In his 35-year-long career in the Hindi film industry, Subhash Ghai got a taste of both garlands and brickbats. However, recently, the maker of hit films such as Saudagar (1992), Pardes (1997) and Taal (1999), Ghai made news for all the wrong reasons.
Refuting these and offering a glorious future, Ghai talked about his reason for coming to Chandigarh on Friday, where he parked himself at Hotel KC Royal Park, Sector 3, Panchkula.
Portraying a confident man’s image, he said, “Out of the 18 films that I have made so far, 14 worked; so, I pass with distinction.”
In City Beautiful to look for his film’s protagonist, Kaanchi (also his upcoming film’s name, that already has a release date: August 15, 2013), Ghai shared his immaculate plans of ‘selecting a new face from INIFD (Inter National Institute of Fashion Design), Sector 8, on December 1 and 2’.
However, the reason for the director’s visit seems to evoke a sense of déjà vu. Didn’t he, some years ago, choose a city girl who was later never seen on screen?
“I do not turn any girl or a guy into a superstar. It is just how beautifully I write about my characters and how well they fit in. If a new face becomes a superstar overnight, it is because the character was written well and nothing else,” he says on a different tangent.

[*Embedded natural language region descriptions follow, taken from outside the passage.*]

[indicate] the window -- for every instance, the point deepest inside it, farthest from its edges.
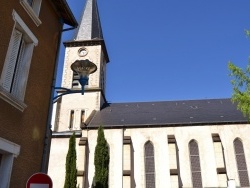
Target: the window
(75, 82)
(32, 7)
(173, 161)
(30, 2)
(220, 161)
(195, 164)
(8, 150)
(17, 63)
(149, 165)
(82, 117)
(241, 163)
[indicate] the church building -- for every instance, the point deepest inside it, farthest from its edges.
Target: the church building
(188, 143)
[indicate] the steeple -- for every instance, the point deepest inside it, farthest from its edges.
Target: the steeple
(90, 26)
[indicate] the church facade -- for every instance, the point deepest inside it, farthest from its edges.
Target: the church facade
(189, 143)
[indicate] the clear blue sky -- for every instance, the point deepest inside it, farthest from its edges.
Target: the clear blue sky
(171, 49)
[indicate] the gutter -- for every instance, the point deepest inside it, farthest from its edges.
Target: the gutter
(48, 133)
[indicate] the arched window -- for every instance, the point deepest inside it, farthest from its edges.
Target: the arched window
(195, 164)
(241, 163)
(149, 165)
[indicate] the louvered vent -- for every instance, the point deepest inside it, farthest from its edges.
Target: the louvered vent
(241, 163)
(195, 164)
(149, 165)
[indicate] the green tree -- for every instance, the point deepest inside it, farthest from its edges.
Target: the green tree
(241, 88)
(71, 171)
(101, 161)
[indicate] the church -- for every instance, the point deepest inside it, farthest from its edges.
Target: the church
(188, 143)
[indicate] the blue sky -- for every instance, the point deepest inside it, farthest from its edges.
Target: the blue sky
(164, 50)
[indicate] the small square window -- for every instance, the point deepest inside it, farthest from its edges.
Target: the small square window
(30, 2)
(32, 7)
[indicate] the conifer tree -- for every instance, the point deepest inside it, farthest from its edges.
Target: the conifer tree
(241, 86)
(101, 161)
(71, 172)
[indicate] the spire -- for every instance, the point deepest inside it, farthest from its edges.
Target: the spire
(90, 25)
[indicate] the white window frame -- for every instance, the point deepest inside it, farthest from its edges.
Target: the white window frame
(9, 151)
(16, 98)
(33, 10)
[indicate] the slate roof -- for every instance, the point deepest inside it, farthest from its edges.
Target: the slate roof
(168, 113)
(90, 25)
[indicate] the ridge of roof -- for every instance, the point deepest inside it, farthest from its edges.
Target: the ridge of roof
(159, 113)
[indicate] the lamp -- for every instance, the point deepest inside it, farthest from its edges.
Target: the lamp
(83, 68)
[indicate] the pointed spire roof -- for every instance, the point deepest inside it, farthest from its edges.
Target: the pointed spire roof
(90, 26)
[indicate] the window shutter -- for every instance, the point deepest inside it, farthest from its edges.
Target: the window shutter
(241, 163)
(17, 85)
(195, 164)
(11, 62)
(149, 165)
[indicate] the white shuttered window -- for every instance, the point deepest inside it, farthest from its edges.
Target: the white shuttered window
(17, 62)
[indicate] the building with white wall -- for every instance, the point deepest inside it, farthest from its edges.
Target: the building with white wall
(193, 143)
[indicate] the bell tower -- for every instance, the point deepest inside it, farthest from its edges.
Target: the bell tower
(88, 44)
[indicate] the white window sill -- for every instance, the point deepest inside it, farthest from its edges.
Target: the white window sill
(31, 12)
(6, 96)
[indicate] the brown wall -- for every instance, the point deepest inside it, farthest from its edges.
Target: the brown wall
(27, 128)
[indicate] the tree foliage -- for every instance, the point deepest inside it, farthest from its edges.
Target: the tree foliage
(101, 161)
(71, 171)
(241, 87)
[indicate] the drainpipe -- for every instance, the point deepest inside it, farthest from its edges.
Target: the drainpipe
(48, 135)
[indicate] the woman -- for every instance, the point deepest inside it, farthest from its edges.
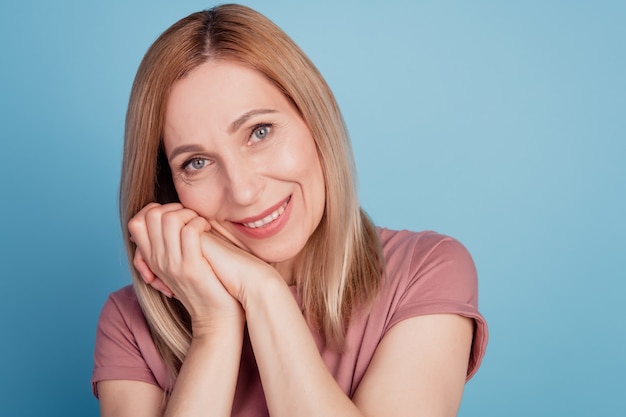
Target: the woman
(259, 286)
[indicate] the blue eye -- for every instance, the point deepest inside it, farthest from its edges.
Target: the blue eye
(261, 132)
(196, 164)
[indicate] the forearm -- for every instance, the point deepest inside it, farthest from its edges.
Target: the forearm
(294, 376)
(207, 380)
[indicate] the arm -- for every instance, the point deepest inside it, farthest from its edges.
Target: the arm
(168, 253)
(420, 364)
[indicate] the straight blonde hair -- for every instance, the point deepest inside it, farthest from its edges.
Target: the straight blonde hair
(340, 267)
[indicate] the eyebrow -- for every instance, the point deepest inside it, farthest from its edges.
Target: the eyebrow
(234, 126)
(183, 149)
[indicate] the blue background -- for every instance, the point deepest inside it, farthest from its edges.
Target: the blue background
(500, 123)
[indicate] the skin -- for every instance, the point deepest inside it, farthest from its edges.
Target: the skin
(237, 149)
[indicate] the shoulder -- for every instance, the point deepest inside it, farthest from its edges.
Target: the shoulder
(430, 273)
(121, 319)
(121, 305)
(440, 265)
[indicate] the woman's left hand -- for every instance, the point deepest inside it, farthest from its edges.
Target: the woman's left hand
(240, 272)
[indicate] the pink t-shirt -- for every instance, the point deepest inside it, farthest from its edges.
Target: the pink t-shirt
(427, 273)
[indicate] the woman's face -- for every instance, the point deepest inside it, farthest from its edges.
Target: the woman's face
(243, 158)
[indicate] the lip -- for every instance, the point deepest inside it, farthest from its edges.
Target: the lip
(269, 229)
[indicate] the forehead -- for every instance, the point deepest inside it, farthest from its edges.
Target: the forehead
(221, 90)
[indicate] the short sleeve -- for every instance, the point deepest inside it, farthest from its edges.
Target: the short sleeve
(123, 348)
(442, 279)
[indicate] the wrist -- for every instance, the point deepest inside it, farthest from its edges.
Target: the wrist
(226, 327)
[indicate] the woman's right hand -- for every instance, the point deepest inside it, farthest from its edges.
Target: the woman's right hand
(169, 258)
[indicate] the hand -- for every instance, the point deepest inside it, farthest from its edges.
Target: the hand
(169, 258)
(240, 272)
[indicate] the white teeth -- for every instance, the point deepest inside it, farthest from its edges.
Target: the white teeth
(267, 219)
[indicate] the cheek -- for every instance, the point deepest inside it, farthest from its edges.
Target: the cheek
(199, 199)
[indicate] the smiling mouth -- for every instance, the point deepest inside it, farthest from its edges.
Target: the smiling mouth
(269, 218)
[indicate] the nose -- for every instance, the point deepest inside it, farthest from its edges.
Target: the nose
(244, 183)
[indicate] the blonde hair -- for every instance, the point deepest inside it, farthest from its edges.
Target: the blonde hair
(340, 267)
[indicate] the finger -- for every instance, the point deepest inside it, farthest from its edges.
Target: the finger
(142, 268)
(159, 285)
(153, 242)
(191, 238)
(138, 230)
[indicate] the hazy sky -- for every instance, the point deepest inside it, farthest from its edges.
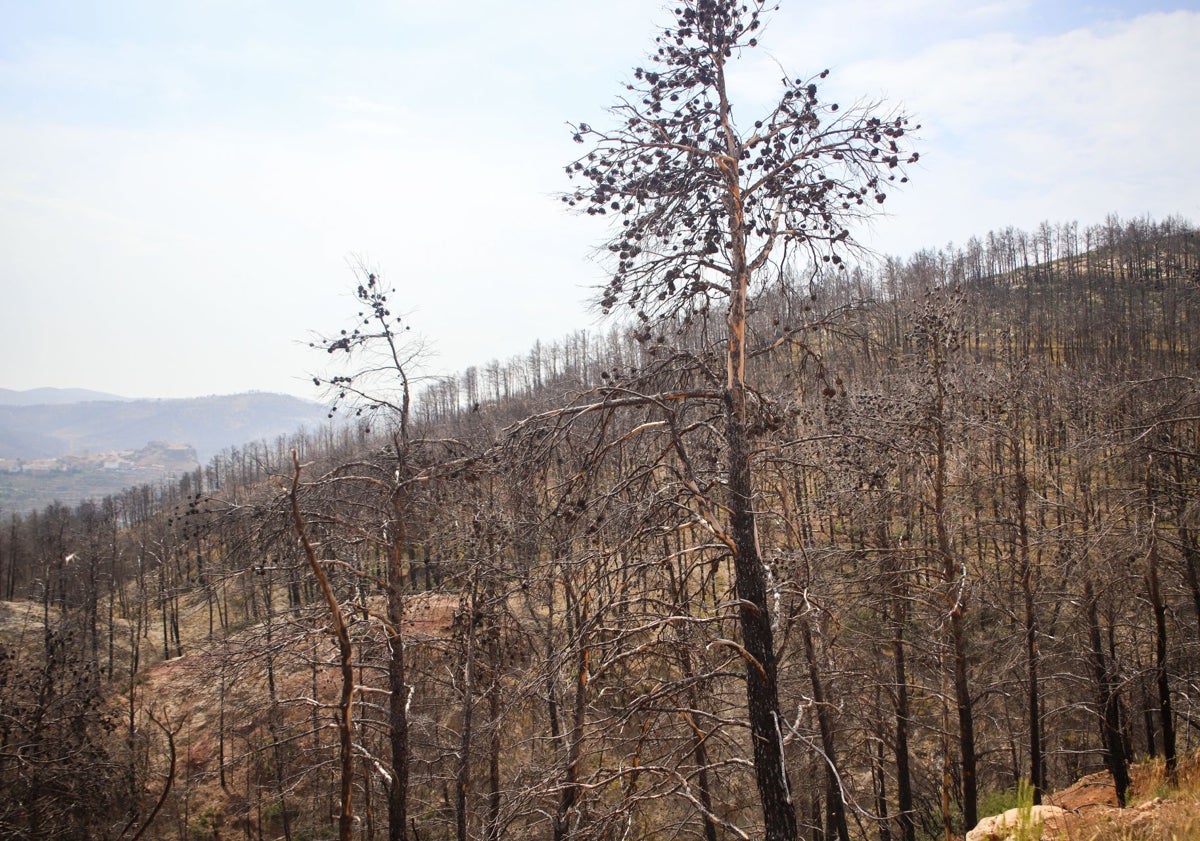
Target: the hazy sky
(186, 186)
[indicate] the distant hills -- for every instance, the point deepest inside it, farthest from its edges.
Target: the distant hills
(73, 444)
(77, 422)
(54, 396)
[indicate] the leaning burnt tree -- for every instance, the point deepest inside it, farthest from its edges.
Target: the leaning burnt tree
(707, 210)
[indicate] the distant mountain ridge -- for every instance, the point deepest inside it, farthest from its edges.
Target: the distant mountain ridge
(97, 422)
(55, 396)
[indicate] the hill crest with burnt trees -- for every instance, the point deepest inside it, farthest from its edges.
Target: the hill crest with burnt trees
(975, 478)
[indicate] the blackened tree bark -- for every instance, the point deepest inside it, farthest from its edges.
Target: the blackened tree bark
(703, 208)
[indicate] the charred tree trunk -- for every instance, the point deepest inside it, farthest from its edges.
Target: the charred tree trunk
(1110, 714)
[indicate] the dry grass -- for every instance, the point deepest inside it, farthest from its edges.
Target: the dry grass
(1158, 809)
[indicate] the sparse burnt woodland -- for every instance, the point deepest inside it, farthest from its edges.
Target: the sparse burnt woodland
(810, 547)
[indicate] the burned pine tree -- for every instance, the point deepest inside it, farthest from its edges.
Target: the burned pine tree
(708, 208)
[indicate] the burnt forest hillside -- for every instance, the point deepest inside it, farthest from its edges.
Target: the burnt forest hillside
(503, 605)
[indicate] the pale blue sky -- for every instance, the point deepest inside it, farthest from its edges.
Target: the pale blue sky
(185, 185)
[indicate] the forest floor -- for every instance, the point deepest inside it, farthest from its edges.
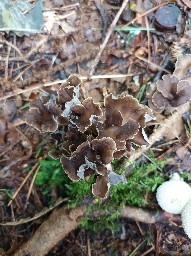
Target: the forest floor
(117, 48)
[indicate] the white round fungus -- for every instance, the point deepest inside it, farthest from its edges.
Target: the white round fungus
(173, 195)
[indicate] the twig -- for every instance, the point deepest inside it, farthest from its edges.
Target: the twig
(89, 248)
(37, 216)
(142, 15)
(102, 47)
(12, 46)
(148, 251)
(168, 124)
(22, 184)
(32, 183)
(152, 63)
(59, 224)
(66, 7)
(104, 18)
(32, 88)
(7, 64)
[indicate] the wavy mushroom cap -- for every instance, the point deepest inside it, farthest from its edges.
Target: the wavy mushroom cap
(186, 216)
(173, 195)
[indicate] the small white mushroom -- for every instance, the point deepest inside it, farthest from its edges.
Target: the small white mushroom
(173, 195)
(186, 217)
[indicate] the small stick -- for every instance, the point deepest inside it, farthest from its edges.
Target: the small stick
(142, 15)
(22, 184)
(102, 47)
(20, 91)
(149, 250)
(32, 183)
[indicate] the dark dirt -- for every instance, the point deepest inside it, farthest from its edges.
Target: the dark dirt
(69, 46)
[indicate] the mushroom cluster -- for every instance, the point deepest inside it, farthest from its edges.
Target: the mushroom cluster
(173, 90)
(92, 134)
(174, 196)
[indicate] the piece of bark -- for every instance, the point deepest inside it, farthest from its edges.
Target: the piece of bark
(59, 224)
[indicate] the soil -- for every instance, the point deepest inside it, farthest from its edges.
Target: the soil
(74, 33)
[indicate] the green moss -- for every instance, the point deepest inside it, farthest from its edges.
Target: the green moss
(144, 180)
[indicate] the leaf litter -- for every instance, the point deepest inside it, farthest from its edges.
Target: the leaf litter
(37, 58)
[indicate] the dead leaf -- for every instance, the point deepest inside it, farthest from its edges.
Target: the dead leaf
(187, 3)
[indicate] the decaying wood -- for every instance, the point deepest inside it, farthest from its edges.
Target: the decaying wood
(62, 222)
(146, 216)
(59, 224)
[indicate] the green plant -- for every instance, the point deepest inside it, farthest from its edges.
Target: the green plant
(144, 179)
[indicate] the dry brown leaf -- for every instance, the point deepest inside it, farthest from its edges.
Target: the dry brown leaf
(187, 3)
(171, 128)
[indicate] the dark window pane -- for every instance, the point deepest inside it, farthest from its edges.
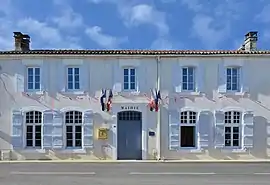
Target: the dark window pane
(227, 136)
(236, 142)
(69, 128)
(69, 143)
(29, 135)
(125, 71)
(29, 128)
(184, 71)
(29, 142)
(235, 129)
(69, 135)
(38, 142)
(78, 143)
(78, 129)
(38, 128)
(227, 142)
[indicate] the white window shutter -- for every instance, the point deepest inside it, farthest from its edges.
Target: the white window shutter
(118, 74)
(141, 78)
(44, 75)
(84, 77)
(199, 76)
(177, 78)
(243, 79)
(174, 131)
(62, 77)
(88, 129)
(47, 129)
(17, 129)
(222, 75)
(219, 129)
(20, 83)
(204, 129)
(57, 133)
(248, 127)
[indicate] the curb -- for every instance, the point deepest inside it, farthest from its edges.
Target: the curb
(138, 161)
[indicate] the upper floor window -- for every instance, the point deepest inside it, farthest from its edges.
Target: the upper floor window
(233, 79)
(188, 121)
(188, 78)
(129, 79)
(33, 122)
(73, 121)
(33, 78)
(73, 78)
(232, 128)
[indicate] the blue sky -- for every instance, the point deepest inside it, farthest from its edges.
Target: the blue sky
(135, 24)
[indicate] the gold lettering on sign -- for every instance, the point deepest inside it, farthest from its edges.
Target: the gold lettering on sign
(130, 107)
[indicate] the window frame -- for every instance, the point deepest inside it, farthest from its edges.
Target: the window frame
(188, 124)
(73, 78)
(73, 130)
(34, 124)
(34, 78)
(238, 83)
(187, 82)
(129, 78)
(231, 126)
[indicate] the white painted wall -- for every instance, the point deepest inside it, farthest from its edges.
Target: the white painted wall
(101, 72)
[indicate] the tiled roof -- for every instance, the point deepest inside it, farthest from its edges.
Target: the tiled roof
(133, 52)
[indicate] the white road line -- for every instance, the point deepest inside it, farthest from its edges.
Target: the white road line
(169, 173)
(52, 173)
(266, 173)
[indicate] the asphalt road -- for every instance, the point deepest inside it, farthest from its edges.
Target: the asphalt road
(134, 173)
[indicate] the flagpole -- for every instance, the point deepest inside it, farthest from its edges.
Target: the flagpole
(158, 138)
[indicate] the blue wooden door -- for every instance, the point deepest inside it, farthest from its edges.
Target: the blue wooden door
(129, 135)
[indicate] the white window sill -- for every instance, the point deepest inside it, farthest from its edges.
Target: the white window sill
(233, 93)
(193, 93)
(233, 150)
(30, 93)
(68, 92)
(33, 150)
(130, 92)
(190, 150)
(72, 151)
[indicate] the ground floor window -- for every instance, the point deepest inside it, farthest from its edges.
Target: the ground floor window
(232, 128)
(187, 136)
(74, 135)
(33, 135)
(188, 122)
(33, 121)
(232, 136)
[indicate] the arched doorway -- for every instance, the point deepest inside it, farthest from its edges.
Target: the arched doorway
(129, 135)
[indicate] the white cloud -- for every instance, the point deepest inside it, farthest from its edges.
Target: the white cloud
(264, 15)
(146, 14)
(162, 44)
(136, 13)
(68, 19)
(106, 41)
(203, 29)
(49, 36)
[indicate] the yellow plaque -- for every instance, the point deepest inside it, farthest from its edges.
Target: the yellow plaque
(103, 133)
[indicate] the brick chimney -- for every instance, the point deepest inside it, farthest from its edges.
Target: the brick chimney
(22, 41)
(251, 39)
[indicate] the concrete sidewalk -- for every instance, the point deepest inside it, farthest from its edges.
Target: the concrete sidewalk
(138, 161)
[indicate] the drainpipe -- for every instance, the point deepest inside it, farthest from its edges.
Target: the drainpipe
(158, 135)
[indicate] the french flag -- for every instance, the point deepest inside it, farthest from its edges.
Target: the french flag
(152, 101)
(109, 102)
(102, 99)
(157, 98)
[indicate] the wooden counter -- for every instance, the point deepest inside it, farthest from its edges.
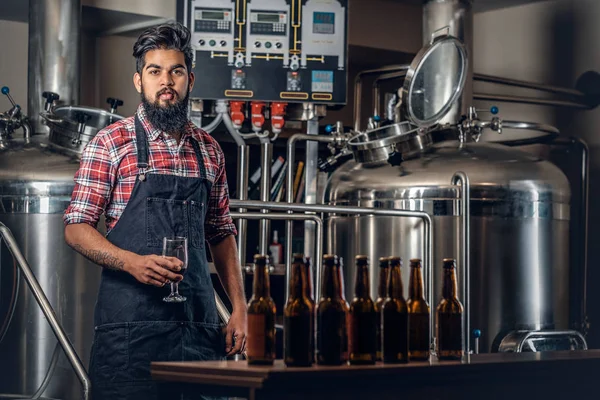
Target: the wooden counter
(558, 375)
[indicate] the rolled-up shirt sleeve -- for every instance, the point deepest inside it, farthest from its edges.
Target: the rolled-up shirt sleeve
(94, 181)
(218, 224)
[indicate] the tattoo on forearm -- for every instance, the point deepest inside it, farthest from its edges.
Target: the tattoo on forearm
(101, 258)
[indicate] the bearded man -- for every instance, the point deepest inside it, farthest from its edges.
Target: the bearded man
(155, 175)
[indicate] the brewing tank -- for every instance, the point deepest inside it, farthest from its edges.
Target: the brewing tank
(36, 182)
(519, 239)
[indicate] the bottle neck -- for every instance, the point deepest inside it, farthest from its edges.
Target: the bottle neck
(261, 284)
(383, 282)
(395, 283)
(361, 286)
(415, 289)
(449, 290)
(331, 286)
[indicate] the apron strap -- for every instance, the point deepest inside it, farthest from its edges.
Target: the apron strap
(201, 166)
(141, 144)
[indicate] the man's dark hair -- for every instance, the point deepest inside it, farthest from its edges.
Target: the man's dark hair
(170, 36)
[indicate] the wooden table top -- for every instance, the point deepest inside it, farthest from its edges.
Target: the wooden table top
(240, 374)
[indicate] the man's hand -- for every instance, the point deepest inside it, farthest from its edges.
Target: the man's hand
(154, 269)
(236, 330)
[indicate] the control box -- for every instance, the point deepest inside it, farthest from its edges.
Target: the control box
(268, 50)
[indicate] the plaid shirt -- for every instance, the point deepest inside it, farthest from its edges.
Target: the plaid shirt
(108, 172)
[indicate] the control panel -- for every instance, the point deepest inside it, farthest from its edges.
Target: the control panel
(268, 50)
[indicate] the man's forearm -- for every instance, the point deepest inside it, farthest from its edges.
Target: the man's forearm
(227, 265)
(91, 244)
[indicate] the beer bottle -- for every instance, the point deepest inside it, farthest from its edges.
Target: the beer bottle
(450, 317)
(418, 314)
(395, 317)
(332, 312)
(261, 316)
(362, 329)
(298, 317)
(381, 295)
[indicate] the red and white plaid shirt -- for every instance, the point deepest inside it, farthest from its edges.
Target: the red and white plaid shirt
(108, 172)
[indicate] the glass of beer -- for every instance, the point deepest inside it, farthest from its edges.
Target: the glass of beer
(176, 247)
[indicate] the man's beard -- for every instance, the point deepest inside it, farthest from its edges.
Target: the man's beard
(170, 118)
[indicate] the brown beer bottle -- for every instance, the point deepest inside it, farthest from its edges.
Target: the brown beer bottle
(418, 314)
(332, 313)
(450, 317)
(362, 328)
(261, 316)
(381, 295)
(298, 317)
(395, 317)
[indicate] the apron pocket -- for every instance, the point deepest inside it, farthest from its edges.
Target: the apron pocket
(111, 353)
(197, 224)
(205, 342)
(165, 218)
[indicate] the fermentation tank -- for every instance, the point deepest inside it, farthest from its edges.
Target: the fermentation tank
(519, 207)
(36, 182)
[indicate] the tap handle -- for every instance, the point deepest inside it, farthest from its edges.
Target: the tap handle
(114, 103)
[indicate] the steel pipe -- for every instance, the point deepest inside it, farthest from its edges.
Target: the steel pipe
(358, 87)
(47, 309)
(528, 85)
(463, 179)
(291, 152)
(530, 100)
(321, 208)
(54, 53)
(295, 217)
(242, 189)
(266, 153)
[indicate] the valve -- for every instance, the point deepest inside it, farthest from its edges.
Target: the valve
(114, 103)
(277, 114)
(6, 92)
(237, 113)
(257, 115)
(50, 98)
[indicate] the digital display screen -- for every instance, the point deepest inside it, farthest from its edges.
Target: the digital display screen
(214, 15)
(324, 23)
(274, 18)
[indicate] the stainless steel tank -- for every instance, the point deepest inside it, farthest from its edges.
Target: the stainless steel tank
(519, 229)
(36, 183)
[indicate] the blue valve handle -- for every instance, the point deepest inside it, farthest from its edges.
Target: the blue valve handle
(6, 91)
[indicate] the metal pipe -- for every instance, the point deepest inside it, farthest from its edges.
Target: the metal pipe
(291, 151)
(463, 179)
(528, 85)
(530, 100)
(47, 309)
(358, 88)
(310, 183)
(295, 217)
(585, 173)
(54, 53)
(376, 87)
(266, 153)
(321, 208)
(242, 189)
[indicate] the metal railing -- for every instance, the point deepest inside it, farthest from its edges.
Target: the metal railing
(47, 309)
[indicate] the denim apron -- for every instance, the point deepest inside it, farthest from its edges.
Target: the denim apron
(133, 326)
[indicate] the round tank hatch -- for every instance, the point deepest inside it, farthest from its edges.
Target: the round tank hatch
(430, 73)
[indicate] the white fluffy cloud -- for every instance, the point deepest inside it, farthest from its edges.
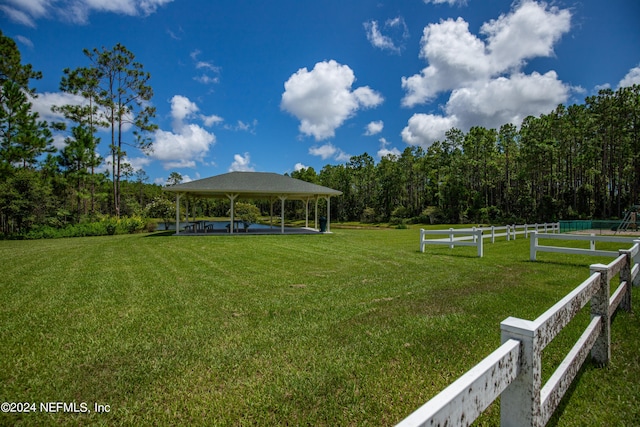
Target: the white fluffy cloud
(322, 99)
(423, 129)
(632, 78)
(187, 143)
(449, 2)
(484, 76)
(241, 163)
(397, 30)
(385, 150)
(26, 12)
(374, 128)
(329, 150)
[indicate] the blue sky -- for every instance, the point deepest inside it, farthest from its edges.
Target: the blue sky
(275, 86)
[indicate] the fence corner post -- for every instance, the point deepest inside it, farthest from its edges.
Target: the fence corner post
(601, 351)
(625, 276)
(520, 404)
(533, 244)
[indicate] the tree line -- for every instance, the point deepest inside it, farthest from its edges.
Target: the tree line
(577, 162)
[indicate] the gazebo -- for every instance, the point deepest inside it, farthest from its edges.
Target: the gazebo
(256, 185)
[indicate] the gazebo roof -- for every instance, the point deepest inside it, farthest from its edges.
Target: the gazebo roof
(253, 185)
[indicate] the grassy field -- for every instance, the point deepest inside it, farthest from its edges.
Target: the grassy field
(348, 329)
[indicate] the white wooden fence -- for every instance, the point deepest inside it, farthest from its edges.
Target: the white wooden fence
(592, 239)
(513, 371)
(477, 234)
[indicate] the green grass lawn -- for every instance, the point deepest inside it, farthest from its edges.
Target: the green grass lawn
(352, 328)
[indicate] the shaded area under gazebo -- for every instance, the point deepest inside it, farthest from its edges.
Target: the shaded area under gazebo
(256, 185)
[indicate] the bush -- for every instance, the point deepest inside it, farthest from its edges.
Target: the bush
(105, 226)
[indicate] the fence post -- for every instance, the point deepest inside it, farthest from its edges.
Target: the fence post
(601, 351)
(451, 238)
(520, 401)
(636, 260)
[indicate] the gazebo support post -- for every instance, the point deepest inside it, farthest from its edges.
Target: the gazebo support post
(328, 199)
(178, 196)
(306, 215)
(232, 198)
(271, 200)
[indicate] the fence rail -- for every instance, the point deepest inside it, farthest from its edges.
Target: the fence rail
(592, 238)
(513, 371)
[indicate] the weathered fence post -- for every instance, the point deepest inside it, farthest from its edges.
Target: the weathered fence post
(601, 351)
(520, 401)
(451, 238)
(533, 245)
(625, 276)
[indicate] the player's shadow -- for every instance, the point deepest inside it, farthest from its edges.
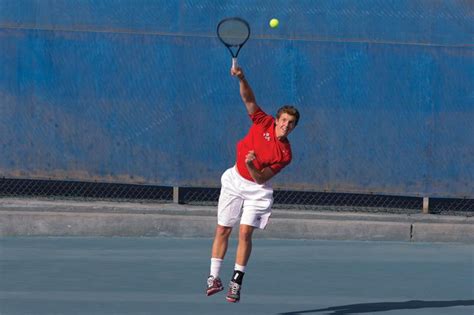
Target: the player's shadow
(382, 307)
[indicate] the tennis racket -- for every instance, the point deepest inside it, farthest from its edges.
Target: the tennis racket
(233, 33)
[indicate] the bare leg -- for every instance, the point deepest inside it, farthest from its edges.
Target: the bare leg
(245, 244)
(221, 241)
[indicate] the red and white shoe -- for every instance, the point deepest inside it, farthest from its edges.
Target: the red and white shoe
(214, 285)
(233, 295)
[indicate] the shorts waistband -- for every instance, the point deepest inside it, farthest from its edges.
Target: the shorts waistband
(245, 180)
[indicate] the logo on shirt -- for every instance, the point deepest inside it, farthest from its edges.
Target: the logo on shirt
(266, 135)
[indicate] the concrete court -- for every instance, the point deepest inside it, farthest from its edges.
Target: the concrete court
(160, 275)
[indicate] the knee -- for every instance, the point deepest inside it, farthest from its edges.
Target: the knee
(245, 233)
(223, 231)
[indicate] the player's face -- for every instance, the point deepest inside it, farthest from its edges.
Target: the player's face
(284, 125)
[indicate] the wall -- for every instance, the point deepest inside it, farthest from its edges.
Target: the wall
(139, 91)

Ghai has to his credit some notable films such as Kalicharan, Karz, Hero, Meri Jung, Karma, Ram Lakhan and Khalnayak.
For Kaanchi, a story of a girl from the mountains, Ghai says he could have asked actors such as Katrina Kaif or Kareena Kapoor to act. “Mere bachche hain yeh...(they are like my children). But I preferred a new face with traits that I am looking for in Kaanchi. I know people say I do not take 100-crore-club stars in my film. But my script is my star. If the actor doesn’t suit my script, I don’t approach him or her,” he offers, adding, “For Pardes, Madhuri Dixit was keen to do Ganga’s role. But the character demanded a new face and Madhuri understood. That’s when Mahima Choudhary came in.”
In an era of ‘realistic cinema’, where does his larger-than-life cinema find a place? “In today’s times, we have 5,000 screens in India and all kinds of cinema is received well,” he says with optimism.
On allegations of indulging in ‘casting couch’, Ghai prefers to smile. “This allegation does not affect me at all; it’s a part of the profession that I am in. The way politicians have learnt to live with the tag of being corrupt even if they are not, similarly, filmmakers learn to smile when gossip is created.”
As if one controversy weren’t enough, Ghai’s film academy, Whistling Woods, located in Filmcity, Goregaon, has also run into trouble. “My institution has truth and it has been rated amongst the top 10 film schools of the world. I am not guilty in this court case; it would be solved eventually.”
In such times, Ghai’s ‘passion’ for writing and making movies sees him through. “One life isn’t enough for narrating all my stories,” he says.